Since K(x_i,x_j) stands for the kernel function defined through K(x_i,x_j) = Φ(x_i)^T·Φ(x_j). The solution to recent Formula yields to the Lagrange multipliers a, a^*. An estimate of the function (L) is obtained when weight W is swapped into recent equations:

$$f\left( x \right) = \mathop \sum \limits_{n = 1}^{n} \left( {a_{i} - a_{i}^{*} } \right) \cdot k(x_{i} ,x) + b$$

(11)

Tamoxifen targets beside estrogen receptors

Pubchem web site was used for smiles retrieval of tamoxifen (https://pubchem.ncbi.nlm.nih.gov/compound/Tamoxifen#section=InChI). Smiles code obtained was as the following (CCC(=C(C1=CC=CC=C1)C2=CC=C(C=C2)OCCN(C)C)C3=CC=CC=C3), this code was fed into LigTMap web server (https://cbbio.online/LigTMap/) to search for other molecular targets of tamoxifen, selected target classes in this search are Anticogulant, Beta_secretase, Bromodomain, Carbonic_Anhydrase, Hydrolase, Isomerase, Kinase,Ligase, Peroxisome, Transferase, Diabetes, HCV, Hpyroli, HIV, Influenza and Tuberculosis. Also, this smile code was inserted in swissADME web server (http://www.swissadme.ch/index.php) to investigate its boiled egg model in addition to the physicochemical parameters.

Results

After tuning of important hyper-parameters by run different combinations some metrics are needed to evaluate the accuracy of final models. The statistical measurements of RMSE, MAE, and R-squared is used to compare the accuracy of different models’ predictions^43,44.

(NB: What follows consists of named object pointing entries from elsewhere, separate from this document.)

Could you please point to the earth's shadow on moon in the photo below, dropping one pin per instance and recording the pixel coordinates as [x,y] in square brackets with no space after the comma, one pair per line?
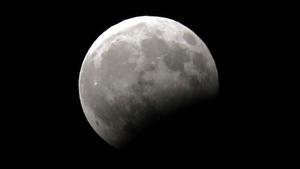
[193,126]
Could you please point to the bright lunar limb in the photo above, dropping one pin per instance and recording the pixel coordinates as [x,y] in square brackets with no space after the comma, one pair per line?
[139,70]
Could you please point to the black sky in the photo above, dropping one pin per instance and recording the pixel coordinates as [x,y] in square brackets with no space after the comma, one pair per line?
[49,44]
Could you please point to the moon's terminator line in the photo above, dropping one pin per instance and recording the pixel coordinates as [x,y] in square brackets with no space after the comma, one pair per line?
[140,70]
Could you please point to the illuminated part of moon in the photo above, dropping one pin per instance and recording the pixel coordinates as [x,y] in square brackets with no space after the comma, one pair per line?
[139,70]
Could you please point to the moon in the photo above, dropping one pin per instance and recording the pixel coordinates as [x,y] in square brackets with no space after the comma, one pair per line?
[141,70]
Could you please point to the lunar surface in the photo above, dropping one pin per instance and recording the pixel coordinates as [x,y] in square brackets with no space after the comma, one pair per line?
[141,70]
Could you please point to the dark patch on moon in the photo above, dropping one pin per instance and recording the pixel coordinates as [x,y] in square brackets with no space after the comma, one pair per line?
[189,38]
[200,61]
[176,58]
[154,47]
[194,81]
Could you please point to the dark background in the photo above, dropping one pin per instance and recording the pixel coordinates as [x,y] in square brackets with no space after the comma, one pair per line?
[48,42]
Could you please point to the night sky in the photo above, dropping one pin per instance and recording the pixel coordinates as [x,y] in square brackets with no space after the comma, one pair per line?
[50,126]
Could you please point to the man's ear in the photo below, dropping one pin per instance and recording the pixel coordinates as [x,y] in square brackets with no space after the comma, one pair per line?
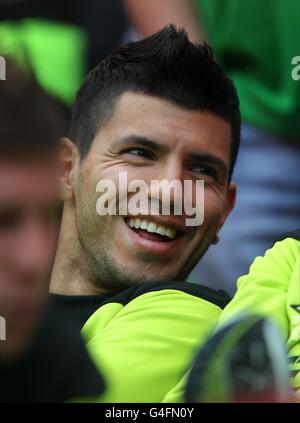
[230,203]
[69,160]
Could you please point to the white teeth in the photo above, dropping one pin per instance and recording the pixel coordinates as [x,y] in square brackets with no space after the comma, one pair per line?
[161,230]
[144,224]
[170,233]
[152,227]
[137,223]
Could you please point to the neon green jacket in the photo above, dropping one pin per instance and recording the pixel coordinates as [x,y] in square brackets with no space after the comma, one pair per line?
[270,289]
[144,338]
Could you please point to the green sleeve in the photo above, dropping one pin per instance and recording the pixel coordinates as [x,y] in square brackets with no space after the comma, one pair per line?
[145,347]
[271,281]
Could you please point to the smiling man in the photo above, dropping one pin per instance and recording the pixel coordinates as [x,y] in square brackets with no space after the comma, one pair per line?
[159,109]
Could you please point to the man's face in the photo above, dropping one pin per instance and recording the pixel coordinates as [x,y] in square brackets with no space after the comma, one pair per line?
[28,192]
[152,139]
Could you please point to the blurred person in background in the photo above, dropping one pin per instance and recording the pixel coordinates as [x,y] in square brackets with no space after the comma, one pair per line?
[254,42]
[61,38]
[39,358]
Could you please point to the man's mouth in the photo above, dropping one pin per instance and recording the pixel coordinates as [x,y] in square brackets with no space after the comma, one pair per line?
[153,231]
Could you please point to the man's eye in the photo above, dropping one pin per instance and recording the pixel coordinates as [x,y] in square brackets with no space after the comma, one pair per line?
[206,170]
[140,152]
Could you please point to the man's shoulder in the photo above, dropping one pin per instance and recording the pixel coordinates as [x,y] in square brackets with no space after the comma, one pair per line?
[217,297]
[292,234]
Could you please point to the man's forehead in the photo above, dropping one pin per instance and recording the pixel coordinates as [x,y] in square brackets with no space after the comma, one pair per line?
[162,120]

$${\text{RMSE}} = \sqrt {\frac{{\mathop \sum \nolimits_{j = 1}^{a} \left[ {z^{\prime } - z} \right]^{2} }}{a}}$$

(12)

$${\text{MAE}} = \frac{1}{a}\mathop \sum \limits_{j = 1}^{a} \left| {z^{\prime } - z} \right|$$

(13)

$$R^{2} = \frac{{a\sum z^{\prime } z - \sum z^{\prime } z}}{{\sqrt {\left[ {a\sum z^{\prime 2} - \left( {\sum z^{\prime } } \right)^{2} } \right]\left[ {a\sum z^{2} - \left( {\sum z} \right)^{2} } \right]} }}$$

(14)

The above three equations are used to calculate these metrics. Here z′ and z indicates the assessed and actual data, and a quantity of data.

Figures 2, 3 and 4 numerically compare the real outcomes with estimated results in DT, ADA-DT and Nu-SVR machine-learning based models. As demonstrated, the ADA-DT model enjoys the greatest accuracy due to the presence of most points in a reasonable neighborhood of actual values. Considering the values of R² and RMSE presented in Table 2, the ADA-DT is selected as an accurate model with the best generality.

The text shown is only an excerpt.